視界が白く霞んでいく。呼吸をするたびに命の灯火が小さくなっていくのがわかる。
死への恐怖はなかった。あるのは、深い感謝と心地よい疲労感だけだった。
走馬灯のように記憶が駆け巡る。
最初の結婚生活は、思い出すだけでも身震いするような地獄だった。
冷たい部屋、罵声、暴力、そして孤独。自分には価値がないと刷り込まれ、ただ枯れていくだけの日々。
けれど彼女は全てを捨てて飛び出した。
実家とも縁を切った。親は激怒し、「二度と敷居を跨ぐな」と罵られたが、紗世子は一滴の涙も流さずに頷いた。彼女にとって血の繋がりなどよりも、蓮との絆の方が遥かに尊かったからだ。
蓮との生活は決して裕福ではなかった。
六畳一間のアパートから始まった新生活。
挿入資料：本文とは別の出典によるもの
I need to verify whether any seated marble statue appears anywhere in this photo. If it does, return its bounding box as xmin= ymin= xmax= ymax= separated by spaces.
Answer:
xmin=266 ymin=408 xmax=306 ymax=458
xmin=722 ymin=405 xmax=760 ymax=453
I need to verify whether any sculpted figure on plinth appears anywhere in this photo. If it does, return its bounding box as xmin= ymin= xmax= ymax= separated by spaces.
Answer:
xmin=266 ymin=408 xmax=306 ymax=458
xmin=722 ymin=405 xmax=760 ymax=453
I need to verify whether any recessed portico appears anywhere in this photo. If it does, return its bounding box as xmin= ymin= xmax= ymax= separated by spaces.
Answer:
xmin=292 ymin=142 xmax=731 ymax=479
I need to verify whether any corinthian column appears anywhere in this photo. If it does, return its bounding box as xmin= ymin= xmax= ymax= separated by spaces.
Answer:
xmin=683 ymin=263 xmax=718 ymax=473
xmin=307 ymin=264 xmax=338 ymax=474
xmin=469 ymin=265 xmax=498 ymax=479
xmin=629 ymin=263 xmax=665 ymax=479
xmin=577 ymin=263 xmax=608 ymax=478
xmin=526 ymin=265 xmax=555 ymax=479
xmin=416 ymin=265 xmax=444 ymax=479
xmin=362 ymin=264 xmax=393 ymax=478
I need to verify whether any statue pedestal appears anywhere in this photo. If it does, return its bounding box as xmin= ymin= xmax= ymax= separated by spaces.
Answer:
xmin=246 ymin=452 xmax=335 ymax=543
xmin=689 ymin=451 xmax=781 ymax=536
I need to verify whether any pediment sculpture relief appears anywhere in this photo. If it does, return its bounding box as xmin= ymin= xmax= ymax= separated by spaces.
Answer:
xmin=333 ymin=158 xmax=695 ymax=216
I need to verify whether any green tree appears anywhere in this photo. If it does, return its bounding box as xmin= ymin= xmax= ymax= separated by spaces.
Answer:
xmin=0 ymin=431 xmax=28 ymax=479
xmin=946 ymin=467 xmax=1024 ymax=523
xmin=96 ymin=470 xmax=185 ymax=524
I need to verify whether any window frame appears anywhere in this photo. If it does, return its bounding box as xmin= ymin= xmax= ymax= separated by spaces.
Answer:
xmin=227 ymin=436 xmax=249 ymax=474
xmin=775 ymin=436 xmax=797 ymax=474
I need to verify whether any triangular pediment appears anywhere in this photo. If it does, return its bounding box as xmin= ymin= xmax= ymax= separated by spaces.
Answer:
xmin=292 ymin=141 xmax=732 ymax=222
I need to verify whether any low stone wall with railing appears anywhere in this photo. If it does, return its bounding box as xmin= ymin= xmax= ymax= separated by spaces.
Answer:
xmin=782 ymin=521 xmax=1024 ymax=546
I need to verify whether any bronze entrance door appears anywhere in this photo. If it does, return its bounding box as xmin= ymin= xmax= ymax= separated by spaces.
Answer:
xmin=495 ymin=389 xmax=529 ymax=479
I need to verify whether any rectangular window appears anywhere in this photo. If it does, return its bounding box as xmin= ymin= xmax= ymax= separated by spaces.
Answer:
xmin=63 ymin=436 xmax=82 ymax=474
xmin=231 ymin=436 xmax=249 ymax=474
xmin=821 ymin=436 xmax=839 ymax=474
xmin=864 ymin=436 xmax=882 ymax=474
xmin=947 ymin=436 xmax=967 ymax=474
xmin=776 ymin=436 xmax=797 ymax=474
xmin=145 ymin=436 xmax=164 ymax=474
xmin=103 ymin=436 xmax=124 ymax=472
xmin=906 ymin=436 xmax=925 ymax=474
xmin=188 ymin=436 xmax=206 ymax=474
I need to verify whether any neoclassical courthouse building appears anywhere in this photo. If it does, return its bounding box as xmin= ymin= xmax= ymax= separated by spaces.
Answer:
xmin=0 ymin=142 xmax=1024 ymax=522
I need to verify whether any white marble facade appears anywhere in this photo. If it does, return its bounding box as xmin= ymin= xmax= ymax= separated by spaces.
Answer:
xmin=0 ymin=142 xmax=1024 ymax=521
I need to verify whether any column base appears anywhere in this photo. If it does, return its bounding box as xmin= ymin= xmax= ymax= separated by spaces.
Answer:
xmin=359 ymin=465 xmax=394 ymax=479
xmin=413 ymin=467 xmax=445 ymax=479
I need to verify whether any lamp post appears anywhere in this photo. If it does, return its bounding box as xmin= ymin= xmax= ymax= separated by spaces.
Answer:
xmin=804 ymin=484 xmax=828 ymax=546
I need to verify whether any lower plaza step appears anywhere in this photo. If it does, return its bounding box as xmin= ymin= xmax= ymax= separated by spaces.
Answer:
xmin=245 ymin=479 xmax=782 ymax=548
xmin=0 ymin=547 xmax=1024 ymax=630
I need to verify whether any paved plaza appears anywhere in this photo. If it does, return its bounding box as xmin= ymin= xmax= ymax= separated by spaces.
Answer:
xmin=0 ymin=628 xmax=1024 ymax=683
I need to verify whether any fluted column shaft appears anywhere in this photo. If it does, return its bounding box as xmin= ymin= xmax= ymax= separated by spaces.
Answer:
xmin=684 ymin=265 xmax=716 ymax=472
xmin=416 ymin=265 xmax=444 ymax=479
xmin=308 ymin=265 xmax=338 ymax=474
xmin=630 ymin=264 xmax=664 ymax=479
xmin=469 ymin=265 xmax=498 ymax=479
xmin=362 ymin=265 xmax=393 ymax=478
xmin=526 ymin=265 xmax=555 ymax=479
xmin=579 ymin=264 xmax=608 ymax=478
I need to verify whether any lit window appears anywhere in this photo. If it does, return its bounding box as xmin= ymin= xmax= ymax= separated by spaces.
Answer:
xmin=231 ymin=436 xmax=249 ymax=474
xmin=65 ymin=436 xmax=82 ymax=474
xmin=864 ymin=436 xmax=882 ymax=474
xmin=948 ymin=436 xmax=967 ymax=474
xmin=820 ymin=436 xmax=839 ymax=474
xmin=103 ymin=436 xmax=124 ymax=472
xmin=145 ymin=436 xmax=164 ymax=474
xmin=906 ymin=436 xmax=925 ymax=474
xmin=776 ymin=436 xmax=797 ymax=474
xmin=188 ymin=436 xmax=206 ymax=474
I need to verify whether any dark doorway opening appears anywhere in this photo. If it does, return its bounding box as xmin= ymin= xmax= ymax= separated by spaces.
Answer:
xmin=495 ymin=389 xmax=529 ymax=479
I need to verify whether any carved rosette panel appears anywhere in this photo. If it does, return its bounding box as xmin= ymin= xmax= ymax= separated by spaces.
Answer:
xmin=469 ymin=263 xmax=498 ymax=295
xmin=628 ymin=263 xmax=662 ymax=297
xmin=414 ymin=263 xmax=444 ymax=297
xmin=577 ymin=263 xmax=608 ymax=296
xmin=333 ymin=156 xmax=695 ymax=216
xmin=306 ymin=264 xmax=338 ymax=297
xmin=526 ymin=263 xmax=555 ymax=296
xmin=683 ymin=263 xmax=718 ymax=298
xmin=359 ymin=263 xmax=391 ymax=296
冬は隙間風が冷たく、二人で一つの毛布にくるまって暖を取り合った。スーパーの半額シールが貼られた食材で喜び、古着を繕って大切に着た。
お金はなかった。けれど、そこにはいつも「笑顔」があった。
『ごめんね、紗世子。もっといい暮らしをさせてあげたいのに』
『ううん、蓮くん。私、今が一番幸せよ。だって、あなたが隣にいてくれるもの』
そう言って笑い合った日々のなんと輝かしかったことか。
子供が生まれ、夜泣きに二人で右往左往した夜。運動会で転んで泣いた息子を抱き上げた日。反抗期の娘と喧嘩して、蓮が仲裁に入った夜。孫が初めて「おばあちゃん」と呼んでくれた日。
苦労はあった。数え切れないほどの涙も流した。
だが、その全てが愛おしい「宝物」だった。地獄を知っていたからこそ、日常の些細な幸福がダイヤモンドよりも眩しく感じられたのだ。
(ああ……私の人生、本当に幸せだった……)
紗世子は、握りしめてくれている蓮の手を、最後の力を振り絞って握り返した。
「蓮くん……ありがとう……愛してくれて……」
「僕の方こそ……ありがとう、紗世子。君は僕の光だった」
愛する夫、子、孫。世界で一番大切な人たちに見守られて、幕を下ろそうとしている。
まぶたが重くなる。心臓の音が、遠くの太鼓の音のようにゆっくりになっていく。
その時だった。
カチリ。
時計の秒針が止まる音が世界の鼓動を止めた。
舞い散る桜の花びらが空中で静止する。
涙を流す娘も、心配そうな孫も、そして愛おしい蓮も、まるで精巧な蝋人形のように動きを止めた。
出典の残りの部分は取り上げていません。